JurisprudênciaIA

Superior Tribunal de Justiça

Acórdão

Relator(a)
Ministro Mauro Campbell Marques
Órgão julgador
Segunda Turma
Data do julgamento
26/03/2019
Data de publicação
02/04/2019

STJ – Acórdão, Rel. Ministro Mauro Campbell Marques, Segunda Turma, j. 26/03/2019, p. 02/04/2019

Ementa

PROCESSO CIVIL. ADMINISTRATIVO. AGRAVO INTERNO EM RECURSO ESPECIAL. ENUNCIADO ADMINISTRATIVO 3/STJ. ÁREA URBANA. APLICABILIDADE DO CÓDIGO FLORESTAL. PRECEDENTES. 1. O presente recurso atrai a incidência do Enunciado Administrativo 3/STJ: "Aos recursos interpostos com fundamento no CPC/2015 (relativos a decisões publicadas a partir de 18 de março de 2016) serão exigidos os requisitos de admissibilidade recursal na forma do novo CPC". 2. Decorre o presente recurso especial de ação civil pública ajuizada pelo MP/SC em face da ora recorrida e o Município de Florianópolis, com o objeto de obter a remoção de construção em área de preservação permanente, bem assim a recuperação ambiental do local da controvérsia.
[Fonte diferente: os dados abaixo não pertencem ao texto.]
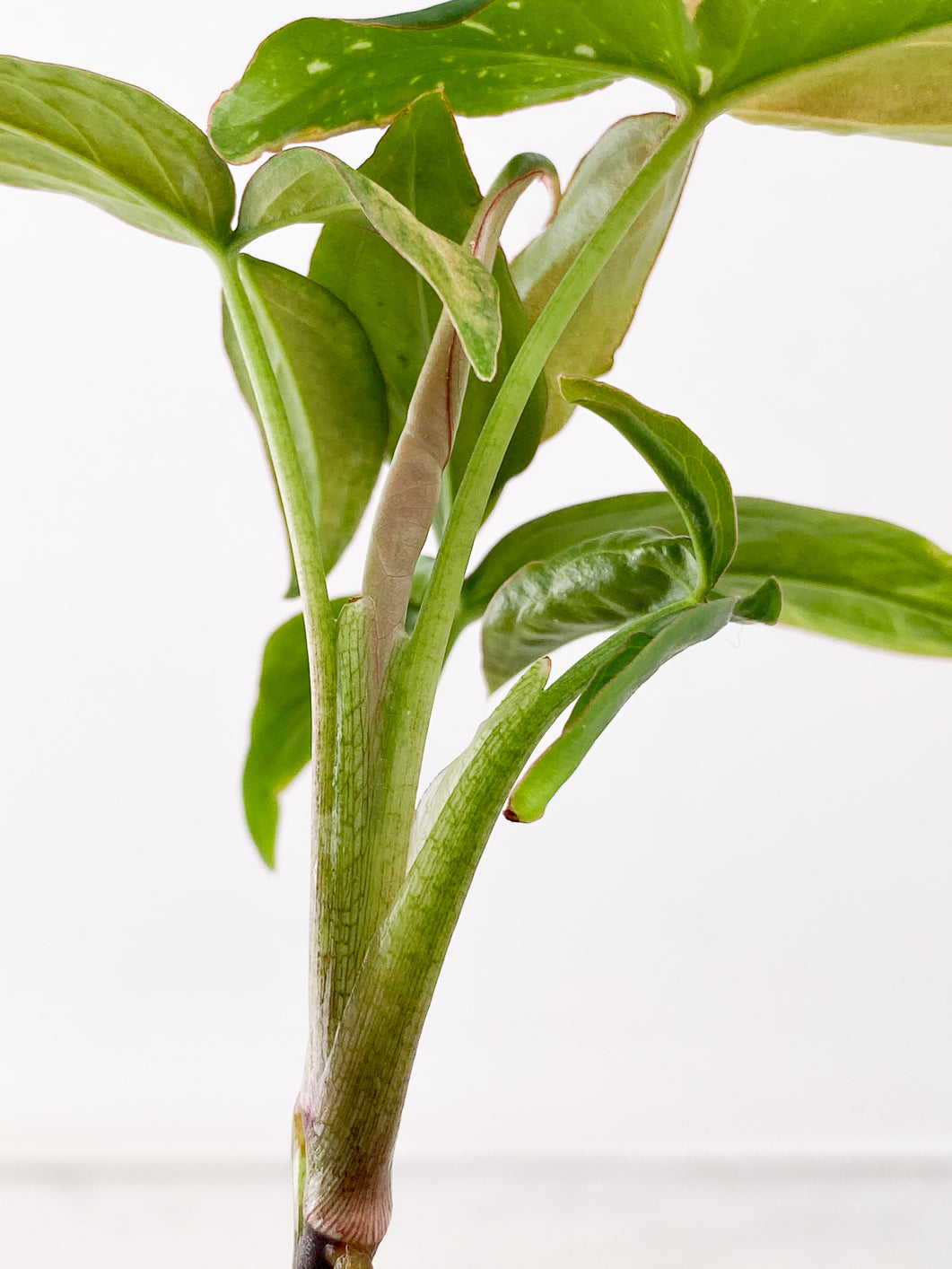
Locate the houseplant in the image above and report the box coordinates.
[2,0,947,1254]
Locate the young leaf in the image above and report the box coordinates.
[694,0,952,119]
[209,0,697,162]
[457,493,952,656]
[224,257,387,581]
[561,378,738,591]
[238,148,500,380]
[732,27,952,146]
[513,114,692,436]
[483,529,698,690]
[310,92,546,491]
[505,599,737,822]
[0,57,235,248]
[362,155,552,677]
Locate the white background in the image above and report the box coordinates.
[0,0,952,1177]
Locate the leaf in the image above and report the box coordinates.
[241,613,311,868]
[732,577,783,626]
[211,0,952,162]
[0,57,235,248]
[732,27,952,146]
[238,148,500,380]
[457,493,952,656]
[310,92,479,453]
[483,529,698,690]
[241,598,350,868]
[224,255,387,583]
[362,155,557,674]
[561,378,738,591]
[695,0,952,120]
[506,599,737,822]
[513,114,691,436]
[209,0,697,162]
[310,92,546,494]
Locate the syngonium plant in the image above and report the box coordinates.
[0,0,952,1269]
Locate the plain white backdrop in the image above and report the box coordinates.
[0,0,952,1172]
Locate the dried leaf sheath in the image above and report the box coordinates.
[363,155,558,683]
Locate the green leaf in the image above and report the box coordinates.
[241,614,311,868]
[310,92,479,453]
[732,27,952,146]
[732,577,783,626]
[695,0,952,119]
[224,257,387,583]
[0,57,235,248]
[459,493,952,656]
[238,147,500,380]
[513,114,691,436]
[483,529,698,690]
[506,599,737,822]
[209,0,697,162]
[561,378,738,591]
[310,92,546,494]
[211,0,952,162]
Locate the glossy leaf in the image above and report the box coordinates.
[459,493,952,656]
[0,57,235,246]
[310,92,546,494]
[513,114,691,436]
[506,599,737,822]
[561,378,738,591]
[483,529,698,690]
[238,147,500,380]
[224,257,387,583]
[211,0,952,162]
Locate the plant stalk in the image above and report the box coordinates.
[380,108,708,883]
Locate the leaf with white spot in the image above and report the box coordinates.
[211,0,952,162]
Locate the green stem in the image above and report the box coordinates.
[218,251,336,1039]
[382,109,707,862]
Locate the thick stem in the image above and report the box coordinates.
[218,252,336,1061]
[380,110,707,893]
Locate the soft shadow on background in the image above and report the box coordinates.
[0,0,952,1269]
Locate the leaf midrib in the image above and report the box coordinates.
[0,110,220,246]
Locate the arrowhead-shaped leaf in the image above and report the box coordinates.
[310,92,546,493]
[561,380,738,591]
[224,257,387,583]
[506,599,738,821]
[211,0,952,162]
[0,57,235,246]
[483,529,698,690]
[238,147,500,380]
[459,494,952,656]
[513,114,691,436]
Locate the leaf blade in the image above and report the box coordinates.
[238,148,502,380]
[459,493,952,656]
[224,255,387,581]
[506,599,737,822]
[561,380,738,591]
[513,114,693,438]
[483,529,698,690]
[0,57,235,248]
A Corte de origem manteve a sentença de procedência em parte do pedido - apenas no que se refere à área de até quinze metros do curso d'água -, sob o entendimento de que a Lei de Parcelamento Urbano deve prevalecer no caso concreto, por ser especial em relação ao Código Florestal. 3. Merece reforma o acórdão recorrido, pois, nos termos da jurisprudência desta Corte, o anterior Código Florestal também deve ser aplicado às áreas urbanas. Ademais, conforme já decidiu a Segunda Turma, (i) "a antinomia entre a Lei de Parcelamento do Solo Urbano (Lei n. 6.766/1979) e o Código Florestal (Lei n. 4.771/1965) é apenas aparente, pois a primeira impinge um reforço normativo à segunda, intensificando o mínimo protetivo às margens dos cursos de água"; (ii) "[a] Lei n. 4.771/1965, ao excepcionar os casos de construções em área urbana (art. 2º, parágrafo único), condiciona a hipótese de exceção a escorreita observância dos princípios e limites insculpidos no Código"; (iii) "[a] proteção marginal dos cursos de água, em toda sua extensão, possui importante papel de proteção contra o assoreamento"; e (iv) "[o] Código Florestal (Lei n. 4.771/1965) tutela em maior extensão e profundidade o bem jurídico do meio ambiente, logo, é a norma específica a ser observada na espécie" (REsp 1518490/SC, Rel. Ministro Og Fernandes, DJe 15/10/2018). 4. Agravo interno não provido. (AgInt no REsp n. 1.542.756/SC, relator Ministro Mauro Campbell Marques, Segunda Turma, julgado em 26/3/2019, DJe de 2/4/2019.)